Mostrando entradas con la etiqueta educar. Mostrar todas las entradas
Mostrando entradas con la etiqueta educar. Mostrar todas las entradas

25/7/09

OJOS DE COLOR ATARDECER:



Hoy empecé a escribir, y no tenis muy claro sobre que hablar.
El informe de INE y sus malos datos sobre el paro, los terribles incendios que estamos sufriendo por toda la geografía, con la perdida de vidas humanas incluidas, o muchos otros asuntos de los que llenar mil líneas.
Pero no, hoy me propuse hablaros sobre un tesoro que tengo en mi casa.


A MI HIJO:

He mirado en la profundidad de tus ojos,
aguas tranquilas que reposan,
he visto su belleza heredada,
que siempre me recordaran a los que un dia decidieron quererme.

Tu pupila como la luna,
suspendida en una nube de color ámbar,
su tonalidad varia, según incida la luz,
calidoscopio de miel.

He visto la inocencia, salteada de lágrimas amontonadas,
que se deslizan por un torrente, cuando te hemos reñido,
no hace falta tener telepatía, para con solo mirarte,
comprenderte y sentir tu amor inmaculado.

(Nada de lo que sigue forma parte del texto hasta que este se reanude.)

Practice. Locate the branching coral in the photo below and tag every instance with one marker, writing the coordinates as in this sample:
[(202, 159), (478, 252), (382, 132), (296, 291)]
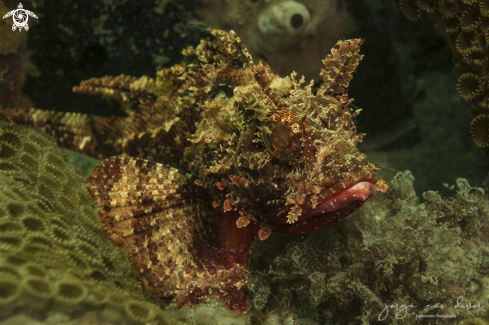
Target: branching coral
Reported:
[(394, 250), (465, 26)]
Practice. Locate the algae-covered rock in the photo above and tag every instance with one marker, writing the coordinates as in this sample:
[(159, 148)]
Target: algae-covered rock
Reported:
[(56, 263), (395, 250)]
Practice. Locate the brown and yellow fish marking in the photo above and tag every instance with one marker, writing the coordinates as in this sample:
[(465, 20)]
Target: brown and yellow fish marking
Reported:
[(247, 149)]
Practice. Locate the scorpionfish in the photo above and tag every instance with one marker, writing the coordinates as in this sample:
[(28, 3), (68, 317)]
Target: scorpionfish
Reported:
[(212, 152)]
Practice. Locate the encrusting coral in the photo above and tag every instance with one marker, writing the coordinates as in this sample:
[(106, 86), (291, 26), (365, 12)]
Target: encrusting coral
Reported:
[(55, 259), (465, 26), (395, 250)]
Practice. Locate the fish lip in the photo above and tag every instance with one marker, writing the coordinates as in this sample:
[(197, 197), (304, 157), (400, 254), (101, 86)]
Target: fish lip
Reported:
[(360, 190)]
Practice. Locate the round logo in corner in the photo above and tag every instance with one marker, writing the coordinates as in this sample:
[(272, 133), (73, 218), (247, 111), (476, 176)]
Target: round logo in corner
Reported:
[(20, 17)]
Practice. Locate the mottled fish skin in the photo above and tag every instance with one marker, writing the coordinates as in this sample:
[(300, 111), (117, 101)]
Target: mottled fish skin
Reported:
[(248, 148)]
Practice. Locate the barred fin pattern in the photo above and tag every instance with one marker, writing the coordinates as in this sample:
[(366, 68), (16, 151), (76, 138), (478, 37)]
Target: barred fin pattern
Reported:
[(181, 250)]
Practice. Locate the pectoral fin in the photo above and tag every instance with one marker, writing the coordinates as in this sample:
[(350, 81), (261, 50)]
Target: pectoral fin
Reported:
[(182, 251)]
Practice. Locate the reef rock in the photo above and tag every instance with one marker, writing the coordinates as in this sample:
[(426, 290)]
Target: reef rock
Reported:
[(395, 250)]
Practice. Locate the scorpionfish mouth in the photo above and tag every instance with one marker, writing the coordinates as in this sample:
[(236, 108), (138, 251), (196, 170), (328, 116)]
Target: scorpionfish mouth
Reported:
[(350, 196)]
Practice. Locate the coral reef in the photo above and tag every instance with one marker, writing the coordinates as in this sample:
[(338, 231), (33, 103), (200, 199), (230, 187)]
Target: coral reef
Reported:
[(14, 59), (395, 250), (56, 263), (449, 153), (465, 26), (238, 129), (289, 35)]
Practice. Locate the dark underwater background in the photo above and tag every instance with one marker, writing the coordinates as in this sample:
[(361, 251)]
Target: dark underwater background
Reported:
[(412, 113)]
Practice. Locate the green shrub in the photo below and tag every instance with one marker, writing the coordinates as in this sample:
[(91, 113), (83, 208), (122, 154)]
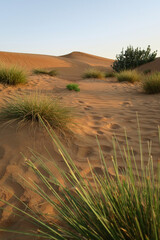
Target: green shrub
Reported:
[(27, 110), (73, 86), (44, 71), (132, 58), (147, 71), (12, 75), (115, 208), (129, 76), (93, 73), (151, 83), (109, 74)]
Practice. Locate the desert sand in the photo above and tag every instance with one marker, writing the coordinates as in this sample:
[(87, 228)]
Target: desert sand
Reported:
[(103, 108)]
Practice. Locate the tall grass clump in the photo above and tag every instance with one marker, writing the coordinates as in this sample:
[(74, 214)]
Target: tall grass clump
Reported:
[(12, 75), (151, 83), (93, 73), (27, 110), (45, 72), (108, 207), (131, 76)]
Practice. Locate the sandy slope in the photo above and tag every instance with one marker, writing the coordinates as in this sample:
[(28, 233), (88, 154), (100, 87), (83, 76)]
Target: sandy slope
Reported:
[(104, 107)]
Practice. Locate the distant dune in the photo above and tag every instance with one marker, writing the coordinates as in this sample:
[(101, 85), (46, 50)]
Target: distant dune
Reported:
[(102, 108), (89, 59), (30, 61)]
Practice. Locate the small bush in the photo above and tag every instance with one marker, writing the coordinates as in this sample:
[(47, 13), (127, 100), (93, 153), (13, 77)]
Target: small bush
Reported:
[(109, 74), (12, 75), (28, 109), (129, 76), (151, 83), (93, 73), (147, 71), (73, 86), (132, 58), (47, 72)]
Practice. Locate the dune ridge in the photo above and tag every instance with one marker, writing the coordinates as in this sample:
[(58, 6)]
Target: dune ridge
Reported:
[(104, 107)]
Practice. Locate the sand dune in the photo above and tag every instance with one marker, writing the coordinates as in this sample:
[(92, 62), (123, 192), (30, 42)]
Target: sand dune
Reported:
[(104, 107)]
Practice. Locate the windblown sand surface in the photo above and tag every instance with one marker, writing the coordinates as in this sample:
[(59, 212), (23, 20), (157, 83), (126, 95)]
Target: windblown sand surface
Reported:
[(104, 107)]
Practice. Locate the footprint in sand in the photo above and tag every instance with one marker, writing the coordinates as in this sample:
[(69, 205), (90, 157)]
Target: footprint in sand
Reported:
[(88, 108), (106, 148), (100, 132), (126, 104), (2, 152), (115, 126), (97, 117)]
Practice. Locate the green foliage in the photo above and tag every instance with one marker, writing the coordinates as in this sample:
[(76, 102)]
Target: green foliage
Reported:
[(151, 83), (114, 208), (109, 74), (147, 71), (129, 76), (73, 86), (93, 73), (132, 58), (27, 110), (12, 75), (47, 72)]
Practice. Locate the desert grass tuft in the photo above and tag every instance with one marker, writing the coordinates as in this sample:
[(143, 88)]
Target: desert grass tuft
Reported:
[(73, 86), (131, 76), (12, 75), (46, 72), (151, 83), (114, 208), (93, 73), (109, 74), (27, 110)]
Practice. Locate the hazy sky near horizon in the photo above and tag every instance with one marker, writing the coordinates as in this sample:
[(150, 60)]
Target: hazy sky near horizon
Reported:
[(100, 27)]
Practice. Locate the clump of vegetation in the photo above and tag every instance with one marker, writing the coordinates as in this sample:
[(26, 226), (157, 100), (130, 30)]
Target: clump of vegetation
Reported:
[(114, 208), (27, 110), (151, 83), (129, 76), (132, 58), (73, 86), (47, 72), (12, 75), (109, 74), (93, 73), (147, 71)]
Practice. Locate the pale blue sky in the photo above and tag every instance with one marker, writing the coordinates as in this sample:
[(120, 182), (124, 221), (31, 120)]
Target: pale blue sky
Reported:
[(100, 27)]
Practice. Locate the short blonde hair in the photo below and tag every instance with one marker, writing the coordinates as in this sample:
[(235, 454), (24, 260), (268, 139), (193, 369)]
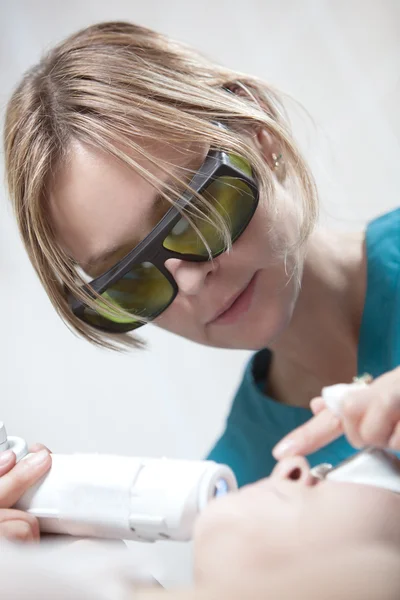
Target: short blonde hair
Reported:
[(111, 86)]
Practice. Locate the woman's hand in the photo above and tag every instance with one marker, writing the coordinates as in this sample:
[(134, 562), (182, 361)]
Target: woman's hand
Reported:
[(15, 480), (369, 416)]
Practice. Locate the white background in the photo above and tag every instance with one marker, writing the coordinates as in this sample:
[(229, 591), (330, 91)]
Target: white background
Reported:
[(341, 60)]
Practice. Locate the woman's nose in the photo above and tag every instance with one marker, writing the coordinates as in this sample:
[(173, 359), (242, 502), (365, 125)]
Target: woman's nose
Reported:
[(294, 468), (190, 276)]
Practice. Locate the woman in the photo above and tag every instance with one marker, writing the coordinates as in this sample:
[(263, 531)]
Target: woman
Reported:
[(119, 124)]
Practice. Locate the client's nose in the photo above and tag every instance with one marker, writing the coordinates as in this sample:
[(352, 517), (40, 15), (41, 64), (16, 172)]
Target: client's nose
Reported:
[(293, 468)]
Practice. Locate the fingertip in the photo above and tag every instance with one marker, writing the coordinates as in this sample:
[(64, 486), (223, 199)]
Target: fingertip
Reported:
[(7, 461), (317, 405), (286, 447)]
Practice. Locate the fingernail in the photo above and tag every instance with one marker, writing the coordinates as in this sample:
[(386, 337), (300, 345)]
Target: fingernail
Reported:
[(284, 448), (5, 456), (37, 458)]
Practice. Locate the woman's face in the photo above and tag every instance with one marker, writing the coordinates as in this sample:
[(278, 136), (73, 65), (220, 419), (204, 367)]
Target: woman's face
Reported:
[(291, 515), (243, 299)]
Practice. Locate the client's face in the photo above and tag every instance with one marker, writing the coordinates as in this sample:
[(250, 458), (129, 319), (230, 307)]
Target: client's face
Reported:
[(291, 514)]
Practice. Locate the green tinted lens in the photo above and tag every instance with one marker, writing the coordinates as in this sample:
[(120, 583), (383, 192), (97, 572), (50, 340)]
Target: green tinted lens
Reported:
[(144, 291), (233, 199)]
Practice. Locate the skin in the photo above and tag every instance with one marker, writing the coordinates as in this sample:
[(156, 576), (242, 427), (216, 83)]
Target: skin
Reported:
[(15, 480), (99, 205), (290, 515), (283, 537)]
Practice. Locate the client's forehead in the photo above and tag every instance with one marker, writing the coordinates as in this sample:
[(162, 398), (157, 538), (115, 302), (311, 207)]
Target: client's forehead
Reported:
[(98, 203)]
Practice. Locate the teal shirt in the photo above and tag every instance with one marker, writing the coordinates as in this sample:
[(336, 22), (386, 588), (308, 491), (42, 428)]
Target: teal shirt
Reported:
[(256, 422)]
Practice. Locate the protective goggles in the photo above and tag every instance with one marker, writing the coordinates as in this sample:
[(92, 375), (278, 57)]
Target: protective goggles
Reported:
[(140, 284)]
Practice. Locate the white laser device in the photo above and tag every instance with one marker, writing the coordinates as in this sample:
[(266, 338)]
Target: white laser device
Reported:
[(371, 466), (119, 497)]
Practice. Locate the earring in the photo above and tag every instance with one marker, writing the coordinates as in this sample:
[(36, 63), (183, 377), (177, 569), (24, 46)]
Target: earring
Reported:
[(276, 160)]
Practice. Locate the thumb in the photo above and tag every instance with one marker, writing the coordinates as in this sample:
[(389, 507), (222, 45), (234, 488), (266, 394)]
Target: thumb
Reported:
[(316, 433)]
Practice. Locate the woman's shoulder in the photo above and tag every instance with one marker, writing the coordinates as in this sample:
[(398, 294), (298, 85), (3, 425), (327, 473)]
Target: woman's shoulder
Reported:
[(383, 237)]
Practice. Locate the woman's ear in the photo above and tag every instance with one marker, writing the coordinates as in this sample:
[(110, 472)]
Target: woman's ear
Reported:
[(272, 154)]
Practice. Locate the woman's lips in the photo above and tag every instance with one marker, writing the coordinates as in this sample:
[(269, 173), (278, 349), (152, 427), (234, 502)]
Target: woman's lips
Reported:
[(236, 307)]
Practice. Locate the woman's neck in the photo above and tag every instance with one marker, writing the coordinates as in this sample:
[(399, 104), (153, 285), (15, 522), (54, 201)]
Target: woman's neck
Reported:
[(320, 346)]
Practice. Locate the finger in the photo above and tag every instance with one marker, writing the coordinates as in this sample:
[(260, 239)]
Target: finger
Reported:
[(382, 415), (353, 409), (37, 447), (7, 461), (16, 531), (394, 442), (29, 470), (10, 514), (317, 432), (317, 405)]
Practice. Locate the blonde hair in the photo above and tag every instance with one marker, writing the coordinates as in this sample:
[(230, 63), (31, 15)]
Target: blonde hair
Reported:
[(113, 86)]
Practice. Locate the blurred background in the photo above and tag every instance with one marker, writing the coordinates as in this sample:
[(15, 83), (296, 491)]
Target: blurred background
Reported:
[(337, 59)]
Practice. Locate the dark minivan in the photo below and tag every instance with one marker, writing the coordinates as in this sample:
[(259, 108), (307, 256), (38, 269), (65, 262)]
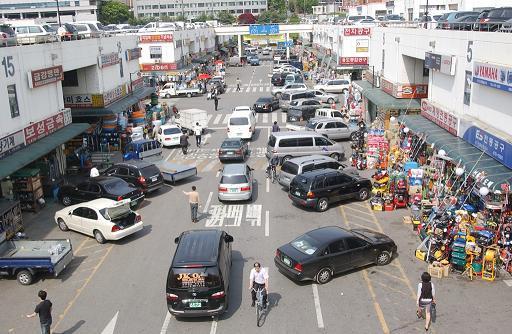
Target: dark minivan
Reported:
[(198, 280)]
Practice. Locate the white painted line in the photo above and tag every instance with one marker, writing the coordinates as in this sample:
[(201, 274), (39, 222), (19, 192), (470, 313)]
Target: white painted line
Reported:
[(217, 119), (267, 226), (166, 323), (319, 318), (205, 209), (213, 329)]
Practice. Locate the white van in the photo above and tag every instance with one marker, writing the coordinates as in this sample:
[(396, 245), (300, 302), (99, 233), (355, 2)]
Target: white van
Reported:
[(242, 124)]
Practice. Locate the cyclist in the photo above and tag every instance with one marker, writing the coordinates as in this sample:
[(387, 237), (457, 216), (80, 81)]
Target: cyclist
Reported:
[(258, 279)]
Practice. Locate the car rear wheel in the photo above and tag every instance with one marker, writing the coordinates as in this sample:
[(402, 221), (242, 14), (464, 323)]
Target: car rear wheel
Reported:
[(323, 204), (383, 258), (323, 276), (62, 225)]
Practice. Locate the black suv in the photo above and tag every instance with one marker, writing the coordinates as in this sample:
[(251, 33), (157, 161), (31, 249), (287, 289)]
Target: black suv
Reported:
[(318, 189), (143, 175)]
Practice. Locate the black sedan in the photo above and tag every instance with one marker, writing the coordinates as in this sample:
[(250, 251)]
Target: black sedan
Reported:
[(266, 104), (233, 149), (319, 254), (100, 187)]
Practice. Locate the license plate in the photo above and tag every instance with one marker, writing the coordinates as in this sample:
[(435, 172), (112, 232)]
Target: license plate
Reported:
[(194, 305)]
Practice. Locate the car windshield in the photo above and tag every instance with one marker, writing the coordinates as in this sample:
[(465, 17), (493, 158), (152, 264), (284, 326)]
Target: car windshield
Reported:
[(233, 179), (239, 121), (172, 131), (305, 244)]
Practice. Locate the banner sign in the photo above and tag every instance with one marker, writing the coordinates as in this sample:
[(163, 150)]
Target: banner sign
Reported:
[(45, 76), (166, 38), (494, 76), (442, 118)]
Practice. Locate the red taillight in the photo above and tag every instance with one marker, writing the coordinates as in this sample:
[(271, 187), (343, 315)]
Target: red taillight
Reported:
[(171, 297), (218, 295)]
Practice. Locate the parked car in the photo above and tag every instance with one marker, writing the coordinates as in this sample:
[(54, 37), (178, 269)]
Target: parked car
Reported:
[(142, 174), (334, 86), (100, 187), (321, 188), (236, 183), (169, 135), (295, 87), (297, 166), (324, 97), (233, 149), (104, 219), (266, 104), (333, 128), (320, 254), (198, 282)]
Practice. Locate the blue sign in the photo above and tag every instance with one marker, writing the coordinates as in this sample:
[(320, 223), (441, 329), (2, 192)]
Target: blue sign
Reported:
[(497, 148), (264, 29)]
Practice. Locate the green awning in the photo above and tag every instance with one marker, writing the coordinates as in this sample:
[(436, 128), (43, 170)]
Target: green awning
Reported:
[(473, 159), (385, 101), (20, 159), (116, 107)]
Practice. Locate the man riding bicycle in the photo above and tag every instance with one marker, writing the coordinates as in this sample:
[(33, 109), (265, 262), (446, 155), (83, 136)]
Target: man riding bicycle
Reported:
[(258, 279)]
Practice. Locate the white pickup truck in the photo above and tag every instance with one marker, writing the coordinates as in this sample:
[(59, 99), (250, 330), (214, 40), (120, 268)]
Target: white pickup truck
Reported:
[(170, 89)]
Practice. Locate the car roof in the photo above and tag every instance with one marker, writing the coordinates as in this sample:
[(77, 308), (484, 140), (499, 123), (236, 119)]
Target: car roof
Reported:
[(328, 234), (197, 246)]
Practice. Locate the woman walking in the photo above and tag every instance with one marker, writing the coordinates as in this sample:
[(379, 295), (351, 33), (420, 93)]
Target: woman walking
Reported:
[(426, 298)]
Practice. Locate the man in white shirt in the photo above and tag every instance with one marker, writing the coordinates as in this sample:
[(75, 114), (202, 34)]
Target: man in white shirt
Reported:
[(258, 278)]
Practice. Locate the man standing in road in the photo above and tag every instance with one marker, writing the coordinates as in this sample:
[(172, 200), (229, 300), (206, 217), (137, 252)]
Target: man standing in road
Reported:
[(44, 309), (197, 132), (193, 199)]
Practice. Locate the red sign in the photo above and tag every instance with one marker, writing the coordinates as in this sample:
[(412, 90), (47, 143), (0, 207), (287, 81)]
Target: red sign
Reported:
[(356, 31), (46, 76), (43, 128), (156, 38), (353, 61), (443, 118), (158, 67)]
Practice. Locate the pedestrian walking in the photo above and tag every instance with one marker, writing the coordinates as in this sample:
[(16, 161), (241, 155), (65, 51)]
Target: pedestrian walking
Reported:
[(193, 199), (216, 101), (197, 132), (44, 309), (426, 298)]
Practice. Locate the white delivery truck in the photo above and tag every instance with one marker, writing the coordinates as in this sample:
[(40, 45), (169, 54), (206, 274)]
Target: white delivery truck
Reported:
[(188, 118)]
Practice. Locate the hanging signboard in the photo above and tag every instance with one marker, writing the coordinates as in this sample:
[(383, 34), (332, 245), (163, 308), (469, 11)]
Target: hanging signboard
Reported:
[(494, 76)]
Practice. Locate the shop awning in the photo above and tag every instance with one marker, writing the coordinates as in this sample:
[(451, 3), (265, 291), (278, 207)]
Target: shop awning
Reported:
[(473, 159), (116, 107), (385, 101), (20, 159)]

Son tus ojos mi faro amigo,
que me guían, en este mar de desasosiego,
victimas de nosotros mismos,
huérfanos de la palabra, amado
grial de los hombres felices.

Sálvame del orgullo y de la ira,
abrázame, haciéndome sentir apenas un hombre,
bien querido, digno heredero de tu futuro.

Pensaba ser tu guía,
y hoy me doy cuenta de que apenas sabia,
hacia donde me dirigía.

Héctor, es nombre de reyes,
pero no hace falta brindar en copas de oro,
para saberte el hombre mas afortunado,
yo contigo ya lo he sido.



Pedrulo Maturulo.

Mi hijo tiene solo dos años, y de momento no podrá leerlo ni entenderlo, para el esto son garabatos, pero he querido reflejar con unas pocas palabras, todo lo que puedo ver en esos ojos de color atardecer.

5/6/09

PADRES SIN DERECHO A TENER HIJOS:

Desde que nació mi hijo, no he vuelto a ser el mismo, antes pensaba que podía ser una roca, indiferente a las miserias ajenas o las injusticias.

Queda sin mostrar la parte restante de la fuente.